Nonparametric Estimation of Conditional Distributions and Rank-Tracking Probabilities With Time-Varying Transformation Models in Longitudinal Studies

成果类型:
Article
署名作者:
Wu, Colin O.; Tian, Xin
署名单位:
National Institutes of Health (NIH) - USA; NIH National Heart Lung & Blood Institute (NHLBI)
刊物名称:
JOURNAL OF THE AMERICAN STATISTICAL ASSOCIATION
ISSN/ISSBN:
0162-1459
DOI:
10.1080/01621459.2013.808949
发表日期:
2013
页码:
971-982
关键词:
Quantile regression GROWTH
摘要:
An objective of longitudinal analysis is to estimate the conditional distributions of an outcome variable through a regression model. The approaches based on modeling the conditional means are not appropriate for this task when the conditional distributions are skewed or cannot be approximated by a normal distribution through a known transformation.
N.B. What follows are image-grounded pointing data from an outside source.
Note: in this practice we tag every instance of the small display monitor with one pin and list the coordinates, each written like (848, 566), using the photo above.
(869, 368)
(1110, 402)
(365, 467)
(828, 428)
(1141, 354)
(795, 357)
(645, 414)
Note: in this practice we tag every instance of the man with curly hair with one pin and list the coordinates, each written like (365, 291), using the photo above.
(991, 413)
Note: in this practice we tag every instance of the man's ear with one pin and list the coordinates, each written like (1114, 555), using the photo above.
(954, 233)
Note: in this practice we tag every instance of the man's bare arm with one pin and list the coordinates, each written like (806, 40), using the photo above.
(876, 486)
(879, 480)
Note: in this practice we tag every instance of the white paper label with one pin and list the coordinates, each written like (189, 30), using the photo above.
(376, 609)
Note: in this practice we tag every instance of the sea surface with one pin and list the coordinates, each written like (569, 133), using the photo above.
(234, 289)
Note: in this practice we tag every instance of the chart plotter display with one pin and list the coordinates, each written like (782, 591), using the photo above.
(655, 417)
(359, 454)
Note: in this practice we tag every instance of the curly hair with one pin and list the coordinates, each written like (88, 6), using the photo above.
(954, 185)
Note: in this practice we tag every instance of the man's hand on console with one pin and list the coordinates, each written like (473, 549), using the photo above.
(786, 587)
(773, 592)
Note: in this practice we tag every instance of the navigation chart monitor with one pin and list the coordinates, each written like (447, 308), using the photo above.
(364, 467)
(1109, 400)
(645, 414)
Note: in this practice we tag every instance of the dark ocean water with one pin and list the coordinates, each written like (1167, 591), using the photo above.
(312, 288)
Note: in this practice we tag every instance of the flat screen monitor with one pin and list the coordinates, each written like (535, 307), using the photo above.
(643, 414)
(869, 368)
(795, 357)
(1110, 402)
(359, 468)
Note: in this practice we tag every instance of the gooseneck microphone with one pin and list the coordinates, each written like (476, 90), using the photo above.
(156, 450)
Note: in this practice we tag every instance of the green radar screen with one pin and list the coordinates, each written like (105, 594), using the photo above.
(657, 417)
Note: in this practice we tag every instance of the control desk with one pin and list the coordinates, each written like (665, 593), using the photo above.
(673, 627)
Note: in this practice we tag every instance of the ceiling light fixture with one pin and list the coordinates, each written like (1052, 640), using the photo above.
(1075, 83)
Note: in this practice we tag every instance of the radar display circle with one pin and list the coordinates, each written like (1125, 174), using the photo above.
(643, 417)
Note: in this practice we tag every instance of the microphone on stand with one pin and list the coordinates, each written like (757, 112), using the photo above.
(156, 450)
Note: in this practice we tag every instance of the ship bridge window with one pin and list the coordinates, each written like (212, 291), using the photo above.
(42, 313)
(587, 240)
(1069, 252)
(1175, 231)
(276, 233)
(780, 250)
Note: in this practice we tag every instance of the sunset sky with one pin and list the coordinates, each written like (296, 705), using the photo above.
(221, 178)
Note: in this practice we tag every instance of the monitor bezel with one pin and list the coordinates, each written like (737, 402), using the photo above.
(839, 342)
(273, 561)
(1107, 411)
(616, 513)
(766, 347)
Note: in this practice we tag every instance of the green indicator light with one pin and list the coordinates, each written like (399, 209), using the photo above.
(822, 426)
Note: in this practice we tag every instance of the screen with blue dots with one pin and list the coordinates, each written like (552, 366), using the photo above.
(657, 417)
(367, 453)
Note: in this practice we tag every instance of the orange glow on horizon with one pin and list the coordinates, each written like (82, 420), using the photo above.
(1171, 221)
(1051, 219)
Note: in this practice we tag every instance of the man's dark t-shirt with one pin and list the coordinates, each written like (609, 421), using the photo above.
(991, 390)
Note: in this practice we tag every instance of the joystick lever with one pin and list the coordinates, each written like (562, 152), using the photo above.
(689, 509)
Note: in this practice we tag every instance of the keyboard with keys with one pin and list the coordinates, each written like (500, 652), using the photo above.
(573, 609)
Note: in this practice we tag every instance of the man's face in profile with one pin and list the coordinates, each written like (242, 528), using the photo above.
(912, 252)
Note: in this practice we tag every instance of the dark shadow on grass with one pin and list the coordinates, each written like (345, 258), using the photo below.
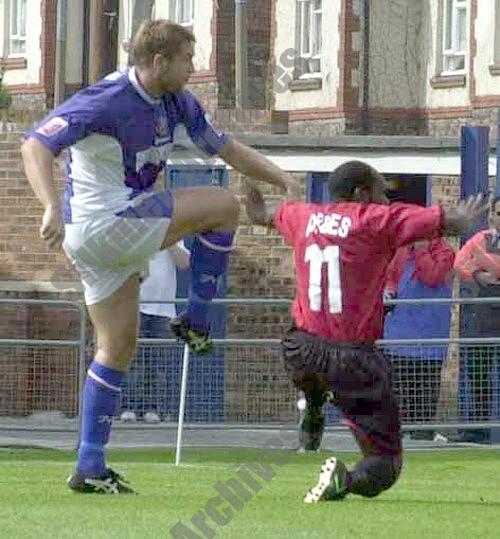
(426, 502)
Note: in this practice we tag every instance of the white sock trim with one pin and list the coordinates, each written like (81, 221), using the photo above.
(99, 380)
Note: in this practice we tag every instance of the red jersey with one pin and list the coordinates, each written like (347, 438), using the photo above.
(341, 253)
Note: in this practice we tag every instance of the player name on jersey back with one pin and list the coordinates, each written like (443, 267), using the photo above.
(331, 224)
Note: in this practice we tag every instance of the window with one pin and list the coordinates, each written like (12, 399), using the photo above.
(17, 27)
(454, 36)
(183, 12)
(309, 36)
(496, 53)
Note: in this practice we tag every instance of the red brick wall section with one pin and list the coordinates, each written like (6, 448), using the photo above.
(48, 47)
(24, 256)
(348, 59)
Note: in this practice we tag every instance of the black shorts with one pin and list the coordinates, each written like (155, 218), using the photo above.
(358, 376)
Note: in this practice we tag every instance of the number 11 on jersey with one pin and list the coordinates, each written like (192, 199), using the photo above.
(331, 257)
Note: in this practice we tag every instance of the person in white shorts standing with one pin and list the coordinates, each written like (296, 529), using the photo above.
(144, 392)
(119, 133)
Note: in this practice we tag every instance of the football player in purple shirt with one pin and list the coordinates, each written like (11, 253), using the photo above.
(118, 133)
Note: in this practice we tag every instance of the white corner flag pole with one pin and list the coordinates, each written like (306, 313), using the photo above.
(182, 404)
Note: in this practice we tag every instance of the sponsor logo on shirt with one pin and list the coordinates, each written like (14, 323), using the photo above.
(53, 126)
(331, 224)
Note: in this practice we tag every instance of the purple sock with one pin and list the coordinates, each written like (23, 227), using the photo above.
(101, 396)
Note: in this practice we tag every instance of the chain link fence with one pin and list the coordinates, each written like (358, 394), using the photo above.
(45, 347)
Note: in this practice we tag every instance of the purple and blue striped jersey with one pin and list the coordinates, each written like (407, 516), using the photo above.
(119, 138)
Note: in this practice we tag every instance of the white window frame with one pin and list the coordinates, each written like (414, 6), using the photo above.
(496, 50)
(308, 38)
(183, 6)
(20, 35)
(451, 52)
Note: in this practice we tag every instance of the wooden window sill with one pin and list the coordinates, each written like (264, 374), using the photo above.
(448, 81)
(494, 69)
(298, 85)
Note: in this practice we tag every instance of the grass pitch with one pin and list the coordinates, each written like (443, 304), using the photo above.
(444, 494)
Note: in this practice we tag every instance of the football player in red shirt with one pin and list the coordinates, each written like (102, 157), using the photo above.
(341, 252)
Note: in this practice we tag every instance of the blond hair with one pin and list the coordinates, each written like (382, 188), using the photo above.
(158, 37)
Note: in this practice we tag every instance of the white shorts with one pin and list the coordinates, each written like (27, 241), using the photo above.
(107, 250)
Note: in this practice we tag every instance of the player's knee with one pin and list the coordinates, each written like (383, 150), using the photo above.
(117, 353)
(384, 475)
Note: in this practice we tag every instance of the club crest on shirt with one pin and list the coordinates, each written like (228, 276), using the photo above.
(162, 127)
(52, 127)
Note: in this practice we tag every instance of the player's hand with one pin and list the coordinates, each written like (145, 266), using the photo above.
(472, 209)
(466, 214)
(52, 229)
(485, 278)
(291, 186)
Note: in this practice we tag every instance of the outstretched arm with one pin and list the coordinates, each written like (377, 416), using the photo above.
(252, 163)
(258, 212)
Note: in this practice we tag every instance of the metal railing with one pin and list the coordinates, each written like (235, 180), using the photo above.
(242, 383)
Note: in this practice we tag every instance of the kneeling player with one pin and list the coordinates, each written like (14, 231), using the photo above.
(341, 252)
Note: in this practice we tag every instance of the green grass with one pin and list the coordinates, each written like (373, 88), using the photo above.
(453, 494)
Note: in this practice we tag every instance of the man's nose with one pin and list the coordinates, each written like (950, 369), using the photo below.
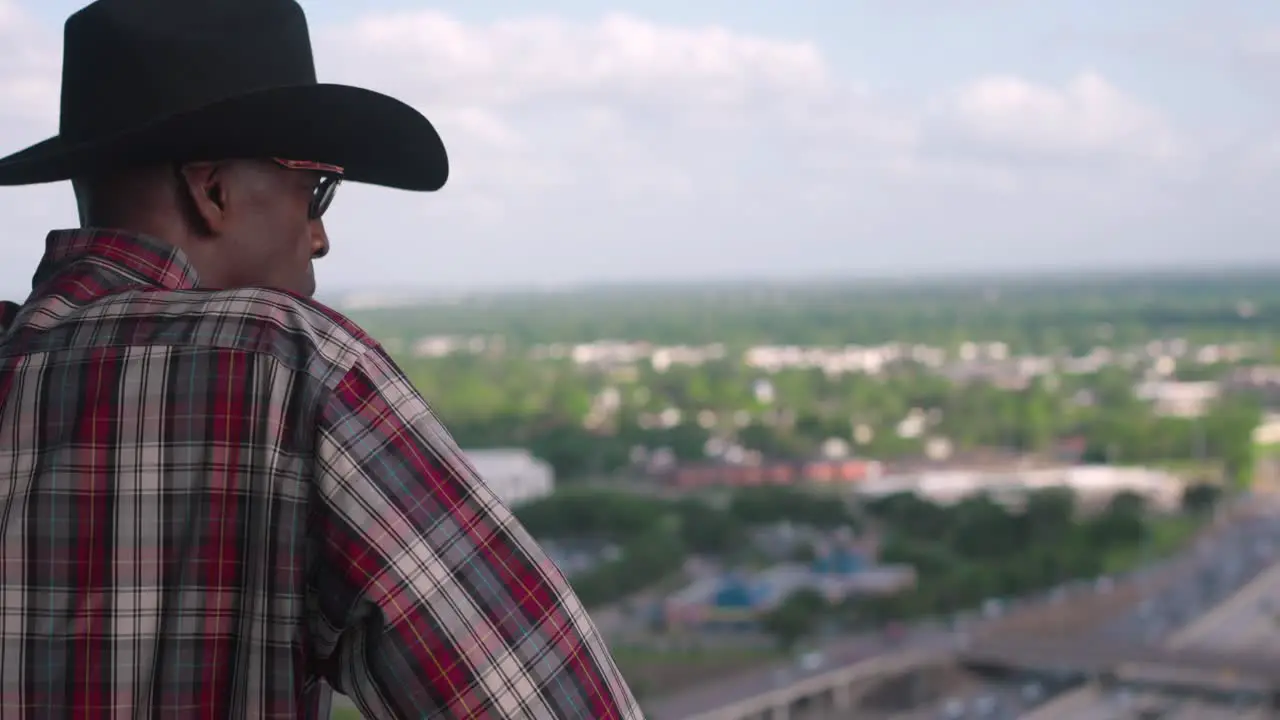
(319, 240)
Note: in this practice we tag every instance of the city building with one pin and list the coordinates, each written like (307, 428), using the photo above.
(513, 474)
(1178, 399)
(1089, 482)
(730, 474)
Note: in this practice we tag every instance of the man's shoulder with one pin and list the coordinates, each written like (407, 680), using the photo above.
(302, 332)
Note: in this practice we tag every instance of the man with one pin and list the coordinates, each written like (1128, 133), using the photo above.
(216, 496)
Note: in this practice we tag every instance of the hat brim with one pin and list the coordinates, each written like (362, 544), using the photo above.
(376, 139)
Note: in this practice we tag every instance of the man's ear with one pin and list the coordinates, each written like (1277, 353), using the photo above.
(204, 192)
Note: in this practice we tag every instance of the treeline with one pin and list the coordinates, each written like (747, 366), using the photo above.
(1034, 314)
(656, 537)
(493, 404)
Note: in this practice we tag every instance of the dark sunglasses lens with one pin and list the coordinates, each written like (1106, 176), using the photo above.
(325, 190)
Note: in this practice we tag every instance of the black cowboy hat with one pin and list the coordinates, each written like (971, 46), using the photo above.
(210, 80)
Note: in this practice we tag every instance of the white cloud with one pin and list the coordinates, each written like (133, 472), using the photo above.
(1087, 115)
(627, 147)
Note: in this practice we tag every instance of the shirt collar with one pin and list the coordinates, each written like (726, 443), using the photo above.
(117, 258)
(82, 265)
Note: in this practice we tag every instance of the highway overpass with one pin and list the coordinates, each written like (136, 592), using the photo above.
(1219, 670)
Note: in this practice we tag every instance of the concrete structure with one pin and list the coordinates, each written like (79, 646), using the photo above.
(1091, 482)
(1240, 630)
(1178, 399)
(513, 474)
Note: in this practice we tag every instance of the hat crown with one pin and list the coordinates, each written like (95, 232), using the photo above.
(129, 62)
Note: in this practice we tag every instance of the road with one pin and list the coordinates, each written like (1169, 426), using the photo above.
(1242, 621)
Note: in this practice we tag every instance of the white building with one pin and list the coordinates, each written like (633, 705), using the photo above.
(513, 474)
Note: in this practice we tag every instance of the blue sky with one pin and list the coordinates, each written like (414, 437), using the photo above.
(663, 140)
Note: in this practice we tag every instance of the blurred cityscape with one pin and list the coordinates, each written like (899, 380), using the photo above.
(1047, 497)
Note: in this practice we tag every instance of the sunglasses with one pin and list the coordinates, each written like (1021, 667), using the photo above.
(330, 177)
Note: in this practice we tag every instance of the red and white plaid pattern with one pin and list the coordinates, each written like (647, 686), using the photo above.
(213, 500)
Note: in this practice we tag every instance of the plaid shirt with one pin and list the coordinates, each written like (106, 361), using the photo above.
(210, 501)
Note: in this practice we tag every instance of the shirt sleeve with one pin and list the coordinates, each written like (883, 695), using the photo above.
(428, 598)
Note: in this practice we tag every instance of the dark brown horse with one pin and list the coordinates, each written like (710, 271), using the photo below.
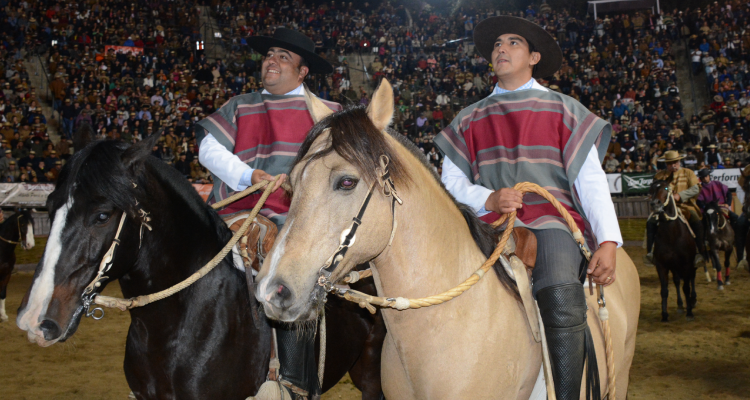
(674, 249)
(17, 229)
(204, 342)
(720, 237)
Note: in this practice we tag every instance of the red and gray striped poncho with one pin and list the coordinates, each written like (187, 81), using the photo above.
(265, 131)
(528, 136)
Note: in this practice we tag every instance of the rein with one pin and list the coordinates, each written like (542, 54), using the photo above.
(349, 235)
(91, 297)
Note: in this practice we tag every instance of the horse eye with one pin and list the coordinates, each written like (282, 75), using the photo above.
(102, 218)
(347, 183)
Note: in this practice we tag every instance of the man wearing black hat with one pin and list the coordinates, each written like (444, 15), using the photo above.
(256, 136)
(524, 132)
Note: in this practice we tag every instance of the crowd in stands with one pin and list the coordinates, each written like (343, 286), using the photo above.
(719, 43)
(620, 66)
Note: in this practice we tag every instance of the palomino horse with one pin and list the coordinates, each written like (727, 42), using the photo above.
(478, 345)
(674, 249)
(720, 237)
(17, 229)
(204, 342)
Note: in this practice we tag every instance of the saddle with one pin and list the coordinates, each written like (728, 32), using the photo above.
(254, 246)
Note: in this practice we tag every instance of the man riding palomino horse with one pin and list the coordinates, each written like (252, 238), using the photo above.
(685, 188)
(256, 136)
(525, 132)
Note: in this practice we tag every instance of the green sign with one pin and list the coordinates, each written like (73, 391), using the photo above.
(636, 183)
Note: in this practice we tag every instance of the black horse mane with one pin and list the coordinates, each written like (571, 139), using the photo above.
(98, 172)
(356, 140)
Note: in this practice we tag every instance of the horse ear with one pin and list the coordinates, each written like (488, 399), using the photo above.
(380, 110)
(139, 151)
(318, 109)
(83, 136)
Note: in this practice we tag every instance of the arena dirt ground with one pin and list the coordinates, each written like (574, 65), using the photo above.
(708, 358)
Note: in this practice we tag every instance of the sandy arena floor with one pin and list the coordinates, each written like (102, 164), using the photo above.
(708, 358)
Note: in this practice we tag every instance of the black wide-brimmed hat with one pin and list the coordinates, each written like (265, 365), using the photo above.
(296, 42)
(487, 31)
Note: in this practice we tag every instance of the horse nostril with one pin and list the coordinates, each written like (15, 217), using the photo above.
(279, 295)
(50, 329)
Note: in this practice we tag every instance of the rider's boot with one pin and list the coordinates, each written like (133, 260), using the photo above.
(563, 311)
(298, 367)
(651, 225)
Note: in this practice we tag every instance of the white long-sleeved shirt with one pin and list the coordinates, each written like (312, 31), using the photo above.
(591, 184)
(224, 164)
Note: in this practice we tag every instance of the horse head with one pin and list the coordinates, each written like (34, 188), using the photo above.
(337, 182)
(98, 186)
(659, 193)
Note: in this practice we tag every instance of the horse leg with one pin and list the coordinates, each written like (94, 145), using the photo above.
(686, 291)
(4, 280)
(663, 279)
(727, 254)
(365, 373)
(676, 280)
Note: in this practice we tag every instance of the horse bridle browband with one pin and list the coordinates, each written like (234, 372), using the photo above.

We study a class of time-varying transformation models and a two-step smoothing method for the estimation of the conditional distribution functions. Based on our models, we propose a rank-tracking probability and a rank-tracking probability ratio to measure the strength of tracking ability of an outcome variable at two different time points. Our models and estimation method can be applied to a wide range of scientific objectives that cannot be evaluated by the conditional mean-based models. We derive the asymptotic properties for the two-step local polynomial estimators of the conditional distribution functions. Finite sample properties of our procedures are investigated through a simulation study. Application of our models and estimation method is demonstrated through an epidemiological study of childhood growth and blood pressure. Supplementary materials for this article are available online.